Girls golf makes history

Sophomore Kacie Moon takes a practice putt to prepare for her birdie putt on the green of The Glen Club’s second hole. Moon shot a 73 at the Prep Showcase Tournament at Hickory Point on Aug. 12, her second lowest score of the season. Photo by Maddie Grabowski

Sophomore Kacie Moon takes a practice putt to prepare for her birdie putt on the green of The Glen Club’s second hole. Moon shot a 73 at the Prep Showcase Tournament at Hickory Point on Aug. 12, her second lowest score of the season. Photo by Maddie Grabowski

As she approached the last hole of the state tournament, sophomore Kacie Moon was faced with some obstacles. From the view of the tee box, there was a creek to the left and a fairway bunker to the right. Driving the ball off the tee, Moon sliced it, and the ball faded to the right of the fairway into the trees. Using a punch shot to hit the ball out from under the trees, Moon was able to save for par to finish the tournament with a 147 over the course of two days which is three over par.

“That [hole] also helped us tie Stevenson, and actually I had to make that [par] to place top 10 individually,” Moon said.

To break the tie between Glenbrook North and Stevenson, the fifth best score from each team was added to the team’s overall score, resulting in GBN getting third place by one stroke. The third place state trophy is the first girls golf state trophy in team history, and the first state trophy earned by a girls athletic team since 1987.

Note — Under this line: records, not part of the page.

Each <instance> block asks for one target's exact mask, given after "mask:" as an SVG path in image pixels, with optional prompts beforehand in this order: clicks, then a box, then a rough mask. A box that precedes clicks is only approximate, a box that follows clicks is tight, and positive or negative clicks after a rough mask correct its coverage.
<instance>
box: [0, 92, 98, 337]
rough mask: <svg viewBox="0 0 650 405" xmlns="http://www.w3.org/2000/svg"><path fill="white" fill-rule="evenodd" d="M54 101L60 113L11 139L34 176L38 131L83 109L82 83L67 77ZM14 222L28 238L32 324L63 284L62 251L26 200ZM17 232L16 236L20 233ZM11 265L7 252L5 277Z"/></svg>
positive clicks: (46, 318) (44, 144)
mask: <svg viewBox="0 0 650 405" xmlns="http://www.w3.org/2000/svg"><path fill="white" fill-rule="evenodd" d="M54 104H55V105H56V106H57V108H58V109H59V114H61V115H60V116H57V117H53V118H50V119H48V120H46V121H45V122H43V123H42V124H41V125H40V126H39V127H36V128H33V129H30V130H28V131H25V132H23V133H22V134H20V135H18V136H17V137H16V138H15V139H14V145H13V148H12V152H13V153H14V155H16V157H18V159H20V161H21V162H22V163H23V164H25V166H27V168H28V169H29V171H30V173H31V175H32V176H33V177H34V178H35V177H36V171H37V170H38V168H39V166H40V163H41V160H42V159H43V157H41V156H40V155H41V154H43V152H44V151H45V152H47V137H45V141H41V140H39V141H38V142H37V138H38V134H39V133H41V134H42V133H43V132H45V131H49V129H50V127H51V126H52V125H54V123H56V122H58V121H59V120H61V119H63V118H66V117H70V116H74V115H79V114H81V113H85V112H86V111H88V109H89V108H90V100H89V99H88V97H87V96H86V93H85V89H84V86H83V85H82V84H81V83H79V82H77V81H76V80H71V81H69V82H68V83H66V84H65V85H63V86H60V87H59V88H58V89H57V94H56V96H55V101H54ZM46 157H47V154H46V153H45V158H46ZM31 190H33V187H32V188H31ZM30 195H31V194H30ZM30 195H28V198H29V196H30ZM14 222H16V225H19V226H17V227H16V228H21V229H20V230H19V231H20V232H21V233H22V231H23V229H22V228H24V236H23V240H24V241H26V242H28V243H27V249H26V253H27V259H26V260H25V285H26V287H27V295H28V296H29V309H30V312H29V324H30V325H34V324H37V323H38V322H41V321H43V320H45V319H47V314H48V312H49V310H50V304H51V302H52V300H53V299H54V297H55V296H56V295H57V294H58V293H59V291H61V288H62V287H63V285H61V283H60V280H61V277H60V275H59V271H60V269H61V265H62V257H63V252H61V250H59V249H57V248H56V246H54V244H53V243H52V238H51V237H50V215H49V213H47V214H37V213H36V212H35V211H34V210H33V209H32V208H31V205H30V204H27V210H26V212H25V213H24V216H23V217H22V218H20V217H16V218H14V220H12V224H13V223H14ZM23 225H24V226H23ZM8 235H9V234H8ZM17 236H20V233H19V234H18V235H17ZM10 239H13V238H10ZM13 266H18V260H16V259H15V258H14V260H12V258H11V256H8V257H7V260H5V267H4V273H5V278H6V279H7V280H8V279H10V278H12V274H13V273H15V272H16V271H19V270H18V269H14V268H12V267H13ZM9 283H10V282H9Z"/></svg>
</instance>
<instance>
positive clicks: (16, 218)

The team was faced with some cold weather at the state tournament.

“I didn’t play too well on the first few holes because I was wearing too many layers,” freshman Martha Kuwahara said. 

Over the two days of competition, Kuwahara and Moon tied for 8th place individually with a score of 147, just three over par.

The team had a fantastic season winning all conference matches and finishing first in the conference tournament, regionals and sectionals, head coach Mike Schroeder said. 

“[The golfers on the team] play [in] outside tournaments and practice on their own,” said Schroeder. “I think that year-round dedication to the sport is really what gave them the edge.”